Nicky Senyard, CEO of affiliate specialist Income Access, recommends that brick-and-mortar casinos take a step-by-step approach.

“Land-based operations can use digital platforms in three phases,” she says. “The first is to build engagement with their current databases, and create a clearer picture of who those customers are. The second is as an acquisition strategy to create an extended reach of the land-based brand to customers outside of the current property database. The third is to use the digital platform to continuously engage with customers and create transparency on what digital activities attract the most volume and value.”

While all this might sound great, you may be asking yourself, “How do I do this with my existing team? We’ve never done digital gaming or even extensive online marketing.”

Choose your platform provider correctly and they will make a range of third-party marketing tools available that will enable you to automate a lot of the heavy lifting of turning a stand-alone digital casino into a revenue-generator for your property. There is no need to invest in an expensive team, especially when you are taking your first steps into digital.

Jon Friedberg, CEO of Overlay Gaming, another affiliate provider, believes that the casinos already have powerful brands.
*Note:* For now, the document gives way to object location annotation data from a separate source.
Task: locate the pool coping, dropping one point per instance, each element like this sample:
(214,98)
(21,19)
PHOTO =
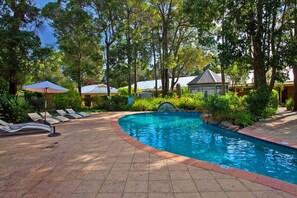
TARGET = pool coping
(253,177)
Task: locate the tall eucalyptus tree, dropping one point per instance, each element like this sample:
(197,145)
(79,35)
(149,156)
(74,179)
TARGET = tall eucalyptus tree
(109,22)
(77,38)
(20,47)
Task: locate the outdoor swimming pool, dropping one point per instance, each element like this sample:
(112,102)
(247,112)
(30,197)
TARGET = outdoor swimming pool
(184,133)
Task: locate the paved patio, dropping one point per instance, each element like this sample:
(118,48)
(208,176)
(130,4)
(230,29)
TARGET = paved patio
(89,159)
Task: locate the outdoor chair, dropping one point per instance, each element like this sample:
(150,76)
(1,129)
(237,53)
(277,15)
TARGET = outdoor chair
(83,114)
(37,118)
(69,115)
(60,118)
(9,128)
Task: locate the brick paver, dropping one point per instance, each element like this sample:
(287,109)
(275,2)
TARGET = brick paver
(90,160)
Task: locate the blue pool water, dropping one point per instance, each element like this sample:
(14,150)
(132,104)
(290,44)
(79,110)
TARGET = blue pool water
(185,134)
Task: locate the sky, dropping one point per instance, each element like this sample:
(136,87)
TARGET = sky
(45,32)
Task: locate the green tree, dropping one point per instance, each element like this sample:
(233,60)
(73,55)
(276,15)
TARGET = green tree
(19,47)
(108,20)
(50,68)
(248,31)
(77,38)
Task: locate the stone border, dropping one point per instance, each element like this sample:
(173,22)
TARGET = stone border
(253,177)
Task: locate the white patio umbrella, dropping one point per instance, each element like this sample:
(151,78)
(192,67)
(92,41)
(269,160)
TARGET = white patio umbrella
(45,87)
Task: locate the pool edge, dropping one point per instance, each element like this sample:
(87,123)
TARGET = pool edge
(254,177)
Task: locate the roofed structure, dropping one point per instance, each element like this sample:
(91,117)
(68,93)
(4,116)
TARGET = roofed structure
(207,82)
(97,89)
(150,84)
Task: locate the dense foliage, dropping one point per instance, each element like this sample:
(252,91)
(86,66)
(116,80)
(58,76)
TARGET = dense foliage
(13,109)
(69,99)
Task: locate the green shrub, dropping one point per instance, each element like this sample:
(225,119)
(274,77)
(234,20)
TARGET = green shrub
(144,105)
(14,109)
(262,103)
(100,103)
(242,118)
(229,107)
(274,99)
(257,102)
(111,103)
(289,104)
(124,90)
(70,99)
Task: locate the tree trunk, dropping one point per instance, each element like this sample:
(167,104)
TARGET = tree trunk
(107,69)
(129,54)
(295,66)
(135,72)
(155,67)
(295,88)
(223,80)
(173,80)
(12,83)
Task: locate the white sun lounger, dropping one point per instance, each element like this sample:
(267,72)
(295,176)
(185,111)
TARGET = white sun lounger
(9,129)
(80,113)
(68,115)
(37,118)
(60,118)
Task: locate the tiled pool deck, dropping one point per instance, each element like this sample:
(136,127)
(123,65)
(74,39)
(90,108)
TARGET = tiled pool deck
(94,158)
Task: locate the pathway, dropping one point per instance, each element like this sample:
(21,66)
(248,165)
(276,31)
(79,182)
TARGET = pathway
(89,159)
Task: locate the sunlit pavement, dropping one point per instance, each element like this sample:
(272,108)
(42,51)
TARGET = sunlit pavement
(89,159)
Just take the next step.

“Operators need to focus on utilizing digital casino experiences to extend their brands and player relationships beyond the traditional ‘night-out’ entertainment mindset, into their regular daily lives at home and or the go,” he says.

At the end of the day, your first step into digital gaming can seem confusing, especially if you have not set down what your specific objectives are.

However, if you fully understand what the purpose of your digital product is, you choose your platform and marketing systems providers carefully, and focus on the value to the player, you have every chance of delivering real value to your business in the short term.

Andy Caras-Altas is an experienced gaming executive and founder and CEO of TraffGen, a company set up in 2011 to provide the tools and services required to help land-based clients drive revenue from digital convergence.